7. **Metacognition**: occasional "How confident are you?" (1–5) before reveal — improves calibration.

---

## 4. Phased Implementation Plan

### Phase 0 — Foundations (1–2 days)
- Implement `KanjiReadingExtractor::singleReadings($raw, $type='on'|'kun'): array`.
- Port/adapt `firstReading` + `mcqChoices` into a dedicated `KanjiQuestionBank` service.
- Add unit tests for extraction + distractor uniqueness.

### Phase 1 — Core MCQ Review (backend + simple UI)
- New endpoint: `GET /api/v1/kanji/mcq-queue?limit=10&types=on,kun,meaning`.
- `POST /api/v1/kanji/{kanji}/mcq-submit` with correctness + rt.
- Map to `SrsService` + `KanjiReview`.
- Minimal React page: `/kanji/review/mcq` (copy structure from current review, replace flip with 4 buttons).
- Keep existing flip-card review untouched.

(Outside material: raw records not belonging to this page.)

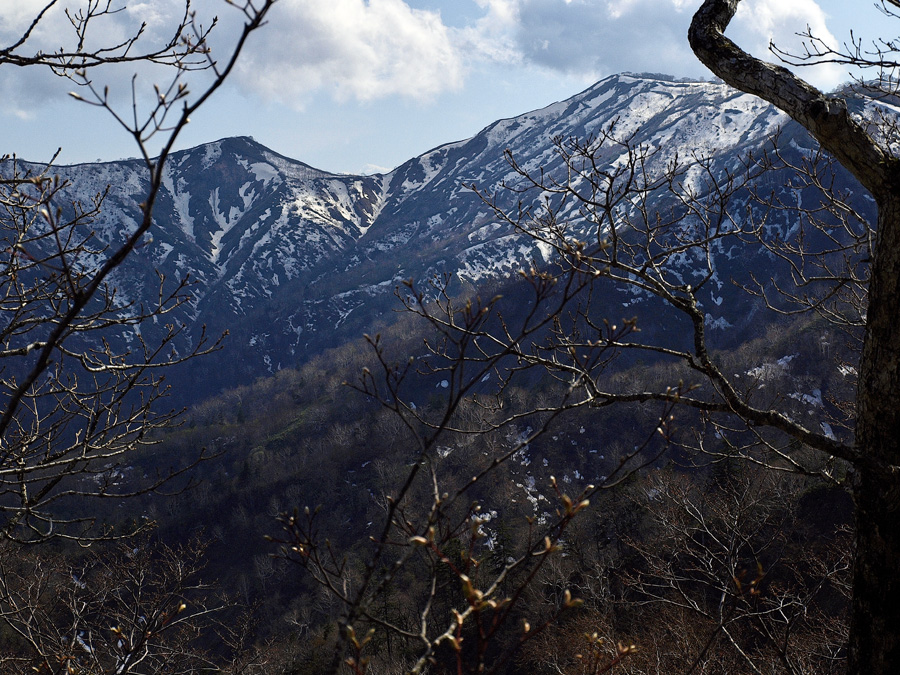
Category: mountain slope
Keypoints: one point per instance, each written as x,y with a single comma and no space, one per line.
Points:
292,260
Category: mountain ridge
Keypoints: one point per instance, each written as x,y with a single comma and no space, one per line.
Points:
292,259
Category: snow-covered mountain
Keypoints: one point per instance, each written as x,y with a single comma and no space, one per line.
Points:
291,259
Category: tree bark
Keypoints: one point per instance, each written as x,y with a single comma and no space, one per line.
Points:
874,647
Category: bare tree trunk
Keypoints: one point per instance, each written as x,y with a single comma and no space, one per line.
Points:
874,632
874,636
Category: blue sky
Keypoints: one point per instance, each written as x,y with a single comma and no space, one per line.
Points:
361,85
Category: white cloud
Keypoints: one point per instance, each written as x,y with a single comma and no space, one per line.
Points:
353,48
598,37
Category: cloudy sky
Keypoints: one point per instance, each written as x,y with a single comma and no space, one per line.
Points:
362,85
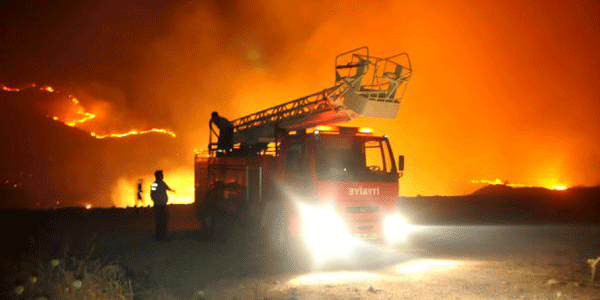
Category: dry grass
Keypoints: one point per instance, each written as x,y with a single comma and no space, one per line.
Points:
69,277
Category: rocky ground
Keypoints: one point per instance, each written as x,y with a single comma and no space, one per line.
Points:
437,262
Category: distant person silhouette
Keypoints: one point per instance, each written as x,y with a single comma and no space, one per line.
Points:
139,201
225,143
158,193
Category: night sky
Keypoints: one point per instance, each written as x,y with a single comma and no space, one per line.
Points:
501,89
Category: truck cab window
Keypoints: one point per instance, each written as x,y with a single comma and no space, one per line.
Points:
294,161
374,156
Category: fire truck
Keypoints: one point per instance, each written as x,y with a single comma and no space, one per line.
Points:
293,172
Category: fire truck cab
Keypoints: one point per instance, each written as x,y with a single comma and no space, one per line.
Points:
295,173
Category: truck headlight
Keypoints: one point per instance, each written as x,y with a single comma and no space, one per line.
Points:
325,232
395,228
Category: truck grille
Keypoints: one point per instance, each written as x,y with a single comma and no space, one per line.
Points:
362,209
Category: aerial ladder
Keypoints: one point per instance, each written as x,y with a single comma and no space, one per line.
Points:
235,182
364,86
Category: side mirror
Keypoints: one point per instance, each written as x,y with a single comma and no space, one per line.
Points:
401,163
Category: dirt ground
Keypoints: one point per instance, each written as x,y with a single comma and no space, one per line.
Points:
436,262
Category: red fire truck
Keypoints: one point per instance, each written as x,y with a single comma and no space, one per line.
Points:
295,173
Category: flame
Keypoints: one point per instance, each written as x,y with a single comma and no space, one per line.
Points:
83,116
124,193
134,132
550,186
47,88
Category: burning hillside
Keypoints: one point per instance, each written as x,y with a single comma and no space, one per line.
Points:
55,159
75,115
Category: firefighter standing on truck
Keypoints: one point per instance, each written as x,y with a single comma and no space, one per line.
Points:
225,143
158,193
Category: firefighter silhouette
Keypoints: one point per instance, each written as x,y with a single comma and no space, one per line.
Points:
139,201
158,193
225,143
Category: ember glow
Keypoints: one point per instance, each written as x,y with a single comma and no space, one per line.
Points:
550,186
134,132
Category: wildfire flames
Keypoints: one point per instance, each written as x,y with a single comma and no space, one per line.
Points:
557,187
81,116
181,180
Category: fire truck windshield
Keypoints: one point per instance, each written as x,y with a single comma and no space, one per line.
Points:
356,158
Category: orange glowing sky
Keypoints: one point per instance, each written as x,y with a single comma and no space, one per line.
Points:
503,90
500,90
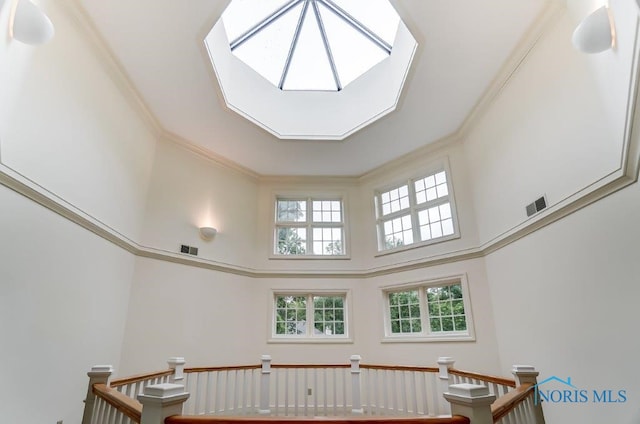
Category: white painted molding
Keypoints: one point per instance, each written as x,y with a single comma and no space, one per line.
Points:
583,198
626,174
547,17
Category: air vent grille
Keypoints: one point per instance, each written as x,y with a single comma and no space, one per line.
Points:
189,250
536,206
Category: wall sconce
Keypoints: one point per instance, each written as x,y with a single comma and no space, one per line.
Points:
29,24
208,233
595,33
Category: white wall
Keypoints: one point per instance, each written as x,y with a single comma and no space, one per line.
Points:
176,310
67,125
565,300
555,129
563,297
215,318
64,294
188,191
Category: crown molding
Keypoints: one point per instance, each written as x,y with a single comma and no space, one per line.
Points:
549,15
625,175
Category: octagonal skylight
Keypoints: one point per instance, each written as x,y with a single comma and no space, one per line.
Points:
311,44
311,69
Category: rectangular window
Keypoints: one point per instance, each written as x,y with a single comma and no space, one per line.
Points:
310,316
309,227
436,310
419,211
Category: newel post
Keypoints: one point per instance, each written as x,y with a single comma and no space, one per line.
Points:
265,383
160,401
472,401
176,363
527,374
356,407
444,364
98,374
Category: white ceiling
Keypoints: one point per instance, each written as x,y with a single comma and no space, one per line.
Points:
463,44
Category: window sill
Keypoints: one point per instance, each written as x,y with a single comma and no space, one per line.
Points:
309,340
311,257
416,245
429,339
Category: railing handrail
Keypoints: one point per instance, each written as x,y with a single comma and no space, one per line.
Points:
139,377
399,368
484,377
123,403
179,419
222,368
505,404
302,366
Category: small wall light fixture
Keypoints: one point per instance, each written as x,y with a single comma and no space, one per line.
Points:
29,24
595,33
208,233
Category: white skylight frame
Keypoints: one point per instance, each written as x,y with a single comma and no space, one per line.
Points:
311,115
276,39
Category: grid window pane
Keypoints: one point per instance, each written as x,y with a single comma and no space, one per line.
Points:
398,232
435,222
431,188
328,315
291,315
395,200
327,211
424,201
327,241
291,211
404,312
301,227
446,308
291,240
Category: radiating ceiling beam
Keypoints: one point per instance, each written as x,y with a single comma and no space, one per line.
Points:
294,43
263,24
327,47
344,15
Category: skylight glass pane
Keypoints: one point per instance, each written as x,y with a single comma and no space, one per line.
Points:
241,15
310,68
353,53
265,29
377,15
267,50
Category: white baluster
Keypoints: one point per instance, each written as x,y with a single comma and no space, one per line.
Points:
160,401
265,385
98,374
444,364
472,401
356,402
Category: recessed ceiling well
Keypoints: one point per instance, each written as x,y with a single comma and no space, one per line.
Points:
463,47
311,69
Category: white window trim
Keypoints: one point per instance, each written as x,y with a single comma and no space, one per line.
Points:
274,338
313,195
427,335
413,210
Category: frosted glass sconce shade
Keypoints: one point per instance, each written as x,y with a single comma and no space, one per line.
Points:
595,32
208,233
30,24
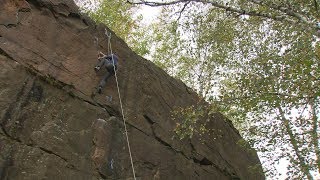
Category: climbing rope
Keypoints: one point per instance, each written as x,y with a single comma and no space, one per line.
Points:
124,120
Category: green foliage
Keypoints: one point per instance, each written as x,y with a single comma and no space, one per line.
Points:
261,72
121,18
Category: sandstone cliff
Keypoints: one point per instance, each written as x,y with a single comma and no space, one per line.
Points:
52,127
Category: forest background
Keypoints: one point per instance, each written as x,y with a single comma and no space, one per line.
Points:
255,61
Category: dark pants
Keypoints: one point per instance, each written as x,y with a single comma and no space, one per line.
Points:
110,72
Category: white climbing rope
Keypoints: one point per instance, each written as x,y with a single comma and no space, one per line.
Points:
124,120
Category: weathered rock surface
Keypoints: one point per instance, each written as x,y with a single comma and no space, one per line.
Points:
53,128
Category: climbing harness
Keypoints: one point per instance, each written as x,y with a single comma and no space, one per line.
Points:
124,120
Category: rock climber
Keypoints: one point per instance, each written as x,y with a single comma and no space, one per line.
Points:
111,64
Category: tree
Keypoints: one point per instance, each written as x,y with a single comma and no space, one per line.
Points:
264,58
121,18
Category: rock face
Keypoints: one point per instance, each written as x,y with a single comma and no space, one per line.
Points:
52,127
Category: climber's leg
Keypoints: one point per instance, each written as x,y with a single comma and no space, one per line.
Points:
104,81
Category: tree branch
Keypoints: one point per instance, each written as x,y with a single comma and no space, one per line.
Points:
281,17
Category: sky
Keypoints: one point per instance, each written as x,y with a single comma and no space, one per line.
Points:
149,15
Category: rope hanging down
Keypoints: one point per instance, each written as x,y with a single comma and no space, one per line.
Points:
124,120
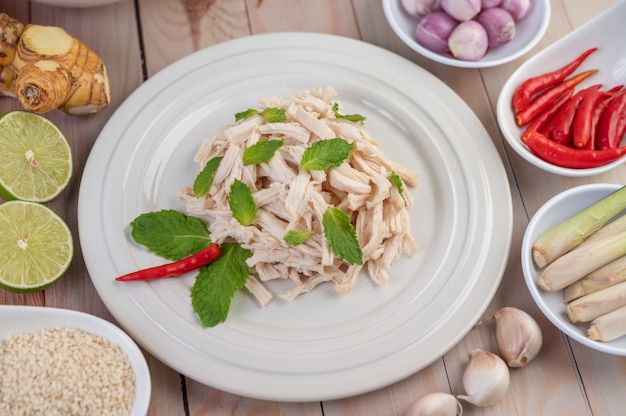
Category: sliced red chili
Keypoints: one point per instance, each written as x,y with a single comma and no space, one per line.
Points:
177,268
570,157
523,94
543,119
559,128
612,122
545,99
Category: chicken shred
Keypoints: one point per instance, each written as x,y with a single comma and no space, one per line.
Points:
291,199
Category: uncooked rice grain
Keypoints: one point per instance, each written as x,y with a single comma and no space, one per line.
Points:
64,371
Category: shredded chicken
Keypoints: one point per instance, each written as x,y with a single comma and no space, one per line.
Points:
288,198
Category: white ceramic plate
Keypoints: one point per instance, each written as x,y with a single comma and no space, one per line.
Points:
528,32
602,32
323,345
23,319
551,304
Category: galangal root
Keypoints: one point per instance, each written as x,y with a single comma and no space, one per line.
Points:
47,69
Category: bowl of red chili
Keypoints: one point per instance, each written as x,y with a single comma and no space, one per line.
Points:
564,110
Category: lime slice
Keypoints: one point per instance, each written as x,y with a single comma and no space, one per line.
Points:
35,157
35,244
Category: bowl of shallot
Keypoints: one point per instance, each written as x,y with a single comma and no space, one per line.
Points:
469,33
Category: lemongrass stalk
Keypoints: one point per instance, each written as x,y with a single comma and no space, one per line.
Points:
615,226
608,327
581,261
571,232
590,307
606,276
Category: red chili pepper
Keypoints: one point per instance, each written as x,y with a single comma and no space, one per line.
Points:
543,119
193,262
612,122
582,126
524,93
570,157
560,127
546,98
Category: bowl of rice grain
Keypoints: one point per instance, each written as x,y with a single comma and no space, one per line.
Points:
59,361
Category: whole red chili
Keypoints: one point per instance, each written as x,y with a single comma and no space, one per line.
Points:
546,98
559,128
612,122
570,157
523,94
544,119
177,268
583,124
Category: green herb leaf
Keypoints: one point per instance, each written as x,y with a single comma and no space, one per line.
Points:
341,236
325,154
204,180
242,203
170,233
297,237
217,283
357,118
395,179
245,114
274,115
261,151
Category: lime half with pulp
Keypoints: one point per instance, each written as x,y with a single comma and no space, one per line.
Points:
35,157
35,244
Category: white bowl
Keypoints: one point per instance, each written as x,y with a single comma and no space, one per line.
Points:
606,31
528,32
551,304
25,319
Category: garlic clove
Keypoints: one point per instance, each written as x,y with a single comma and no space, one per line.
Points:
435,404
518,335
485,379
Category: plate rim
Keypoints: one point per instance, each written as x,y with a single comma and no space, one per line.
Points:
294,39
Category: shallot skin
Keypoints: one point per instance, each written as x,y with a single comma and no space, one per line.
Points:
499,25
433,31
468,41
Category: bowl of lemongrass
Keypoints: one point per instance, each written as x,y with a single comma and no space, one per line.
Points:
574,264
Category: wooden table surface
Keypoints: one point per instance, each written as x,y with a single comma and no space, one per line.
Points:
137,38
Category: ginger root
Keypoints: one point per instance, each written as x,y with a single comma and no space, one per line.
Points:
51,69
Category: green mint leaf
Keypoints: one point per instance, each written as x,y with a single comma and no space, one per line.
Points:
204,180
245,114
242,203
217,283
395,179
261,151
325,154
274,115
297,237
341,236
357,118
170,233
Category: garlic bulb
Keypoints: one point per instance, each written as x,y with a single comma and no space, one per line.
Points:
485,379
519,336
435,404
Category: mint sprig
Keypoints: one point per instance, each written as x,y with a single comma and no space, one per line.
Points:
241,203
216,284
170,233
204,180
261,151
325,154
341,236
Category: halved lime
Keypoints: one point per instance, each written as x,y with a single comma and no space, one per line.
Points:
36,246
35,157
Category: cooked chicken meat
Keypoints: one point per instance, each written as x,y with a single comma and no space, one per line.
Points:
288,198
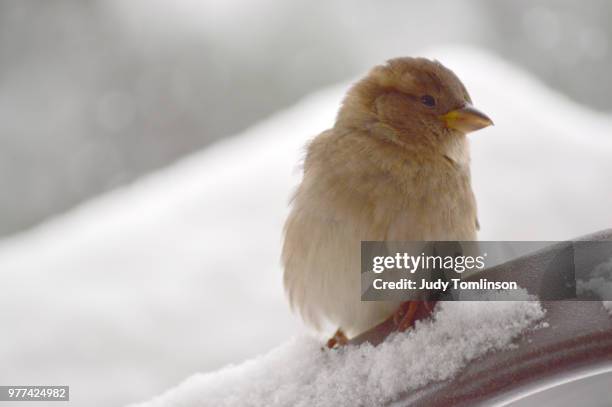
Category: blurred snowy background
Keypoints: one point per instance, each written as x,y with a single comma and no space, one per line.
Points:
177,272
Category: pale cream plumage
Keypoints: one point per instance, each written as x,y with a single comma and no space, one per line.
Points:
392,168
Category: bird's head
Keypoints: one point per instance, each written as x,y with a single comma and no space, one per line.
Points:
413,98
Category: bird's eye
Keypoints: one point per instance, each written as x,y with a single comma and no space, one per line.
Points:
428,100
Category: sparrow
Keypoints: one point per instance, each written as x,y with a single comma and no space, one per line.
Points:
394,167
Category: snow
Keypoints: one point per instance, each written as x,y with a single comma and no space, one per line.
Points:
301,373
600,283
179,272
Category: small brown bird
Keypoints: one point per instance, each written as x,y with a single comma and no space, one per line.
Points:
395,166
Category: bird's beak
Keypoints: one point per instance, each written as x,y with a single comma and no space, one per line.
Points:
466,119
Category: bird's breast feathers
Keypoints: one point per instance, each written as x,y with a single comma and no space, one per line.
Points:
357,192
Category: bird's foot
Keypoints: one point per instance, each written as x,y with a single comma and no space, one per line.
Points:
339,339
411,311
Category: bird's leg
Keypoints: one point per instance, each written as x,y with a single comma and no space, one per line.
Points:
339,339
411,311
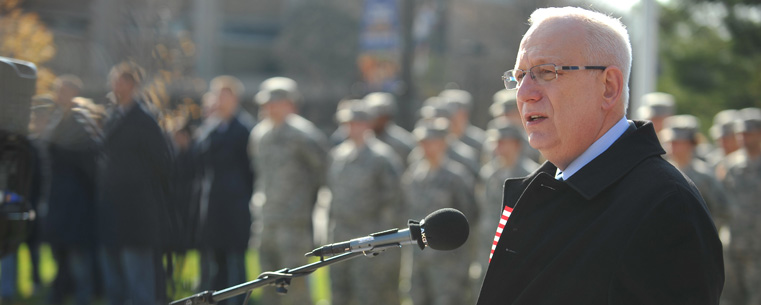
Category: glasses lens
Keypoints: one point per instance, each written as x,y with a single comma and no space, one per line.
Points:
544,72
511,82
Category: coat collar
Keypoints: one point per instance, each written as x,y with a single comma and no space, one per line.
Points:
638,143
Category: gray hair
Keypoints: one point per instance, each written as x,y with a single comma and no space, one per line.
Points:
607,39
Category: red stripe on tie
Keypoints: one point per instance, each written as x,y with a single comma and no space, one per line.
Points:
500,227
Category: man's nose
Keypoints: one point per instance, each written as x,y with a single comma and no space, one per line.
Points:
529,91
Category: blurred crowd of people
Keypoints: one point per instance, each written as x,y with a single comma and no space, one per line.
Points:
118,193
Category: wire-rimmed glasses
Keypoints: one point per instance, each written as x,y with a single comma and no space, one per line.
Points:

### Phase 2 — Quality & Context
- Add contextual questions using `sample_words` and linked cards.
- Improve distractors (radical + phonetic similarity).
- Rich feedback panel (example sentence + reading rule).
- Session stats by facet.

### Phase 3 — SRS & Analytics
- Derive "weak facet" signals from review history.
- Optional per-facet state on `UserKanji`.
- Show in kanji detail modal: "Onyomi strength: 82%".
- Blend MCQ kanji items into Daily Mix.

### Phase 4 — Production & Polish
- Typed production items.
- A/B test MCQ vs classic (retention after 7/30 days via review accuracy & due counts).
- Admin tools to curate "primary" readings or ban bad distractors.

---

## 5. Risks & Mitigations

- **Brittle single-reading memory**: Mitigate with contextual questions + post-answer full-list disclosure + production items.
- **Bad distractors making questions trivial**: Invest in multi-signal distractor selection; log low-discrimination items.
- **SRS pollution**: Always send objective `is_correct`; clamp grades.
- **Performance on queue generation**: Pre-compute or cache common distractor pools per level; bound AI (none needed here).
- **User resistance to change**: Keep classic flip mode; default to mixed; provide "Why this format?" tooltip.

---

## 6. Success Metrics

- **Objective accuracy** on MCQ questions rises over time (per user + global).
- **Transfer to production**: % of correct typed-production items after MCQ training.
- **Retention signal**: lower re-due rate (fewer "forgot" / lapses) 7–30 days later vs classic-only cohort.
- **Facet balance**: users show <15% gap between their strongest and weakest facet accuracy.
- **Engagement**: session completion rate, time per question (not too fast = guessing, not too slow = frustration).

---

## 7. Open Questions

1. Should we allow "any valid reading" as correct (multiple correct answers), or always designate one primary per question?
2. Do we want per-facet SRS state, or keep holistic `UserKanji` and only use facet data for prioritization?
3. How aggressively to push production (typing) vs pure MCQ?
4. Should "meaning" questions use Indonesian, English, or both?
5. Frequency weighting for distractors: do we prefer common kanji readings or level-matched?

---

## 8. References (code & docs)

- Current review UI: `frontend/app/kanji/review/page.tsx`
- Queue & review persistence: `backend/app/Http/Controllers/KanjiController.php` (queue, store)
- SRS: `backend/app/Services/SrsService.php`
- Existing MCQ helpers: `backend/app/Services/AssessmentService.php` (`kanjiQuestions`, `firstReading`, `mcqChoices`)
- Game kanji MCQ (meaning-focused): `backend/app/Services/GameContentService.php`
- Data shape: `backend/database/data/kanji.json`, `kanjis` table + `user_kanjis`, `kanji_reviews`
- Similar plans: `daily-mix-feature-analysis.md`, `assessment-item-bank-plan.md`, `onboarding-revamp-plan.md`

---

**Next step recommendation:** implement Phase 0 + Phase 1 behind a feature flag (`kanji_mcq_review`). Run a small internal pilot (10 users) before wider rollout.